Le cas Edmonde Doris Alapini

Un taux de 12% pour un crédit immobilier ici et ailleurs dans le monde entier, dépasse l’entendement et est, selon la Victime Edmonde D. Alapini, une escroquerie institutionnelle. C’est d’ailleurs pour ne pas être citée dans cette mafia que la notaire a suggéré en son temps, que ses pièces lui (Mme Alapini)  soient remises.

Ça fait plus d’une décennie que la BOA est incapable de brandir la preuve de souscription des deux assurances versées à hauteur de 8 020 000 FCFA ; mieux elle n’arrive pas à justifier comment le crédit immobilier principal est passé de 180 à 184 millions de F CFA en 48 heures alors que la cliente soutient avoir reçu un chèque de 180 millions de F CFA !

L’insécurité financière

La BOA a l’intention criminelle de déposséder sa cliente Edmonde D. Alapini de ses biens après avoir perçu 307 326 641 F CFA, soit avec un surplus de 127 326 641 F CFA sur un crédit de 180 000 000. C’est la preuve de ce que les ressources financières et matérielles des clients de la BOA ne sont pas à l’abri du vol institutionnel planifié.

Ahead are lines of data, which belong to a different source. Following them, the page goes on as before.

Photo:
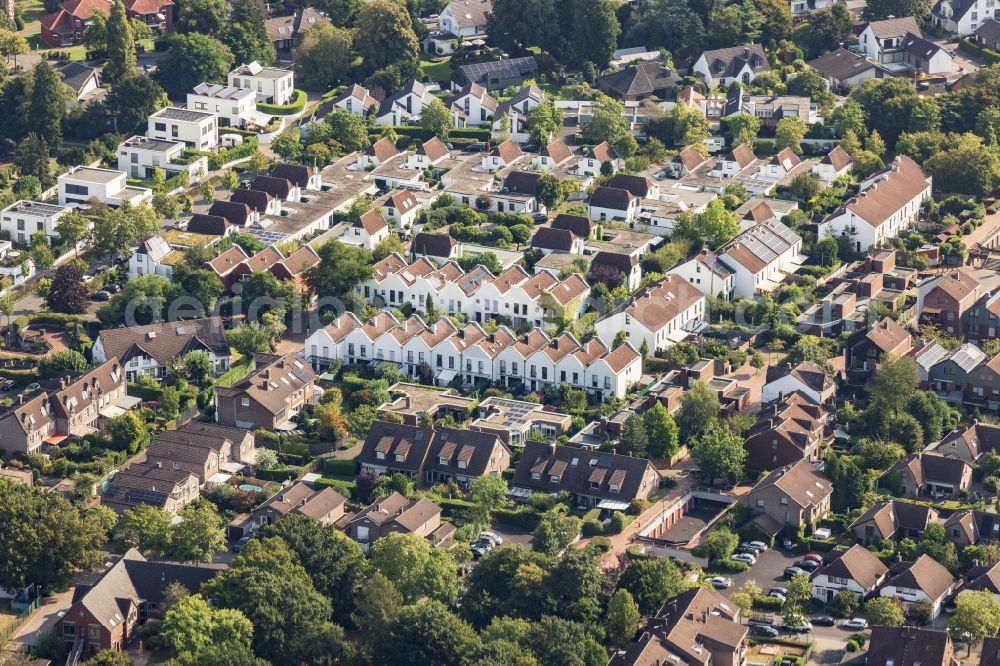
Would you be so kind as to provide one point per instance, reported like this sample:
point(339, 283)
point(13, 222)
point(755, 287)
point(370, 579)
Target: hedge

Honte à cette BOA qui dit attendre l’issue de la procédure judiciaire sachant qu’elle a fait du faux dès les premiers jours de cet accord de crédit ; lesquelles faussetés attestent l’inexistence d’un contrat légal entre elle et sa victime. Quel miracle attend-t-elle (BOA) de la part de la justice qui désormais, doit prendre en considération tous les aspects qui entourent les dols.

Ce que la BOA doit rembourser à Madame Alapini

D’abord et avant tout, la victime est en droit de retirer son titre foncier pour avoir soldé avec surplus, le fameux crédit depuis 2014. A ça s’ajoute, un montant de 51 809 193, 32 f CFA soit, 8 020 000 représentant les deux assurances non souscrites et 49 789 193,32 f CFA de trop perçu sans oublier les dommages et intérêts générés par le faux et usage de faux qu’a orchestré la BHB-BOA.

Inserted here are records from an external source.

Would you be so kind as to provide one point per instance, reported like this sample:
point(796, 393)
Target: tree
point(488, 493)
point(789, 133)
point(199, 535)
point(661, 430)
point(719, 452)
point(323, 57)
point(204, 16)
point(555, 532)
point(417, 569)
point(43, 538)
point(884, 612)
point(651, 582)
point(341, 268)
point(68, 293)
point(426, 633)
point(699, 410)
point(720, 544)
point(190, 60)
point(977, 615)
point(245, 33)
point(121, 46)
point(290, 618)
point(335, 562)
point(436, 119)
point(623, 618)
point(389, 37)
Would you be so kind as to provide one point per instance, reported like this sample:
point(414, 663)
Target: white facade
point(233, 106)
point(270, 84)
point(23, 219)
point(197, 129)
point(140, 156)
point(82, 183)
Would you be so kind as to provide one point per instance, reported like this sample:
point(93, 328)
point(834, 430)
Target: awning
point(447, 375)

En tout état de choses, c’est une évidence que d’autres spoliés aient pris langue avec Madame Alapini qui, par la force des réalités financières d’ici et d’ailleurs, est devenue l’éclaireuse de ces béninois, victimes par ignorance de plusieurs dols, dans leurs respectifs accords de prêt immobilier avec la Banque de l’Habitat du Bénin.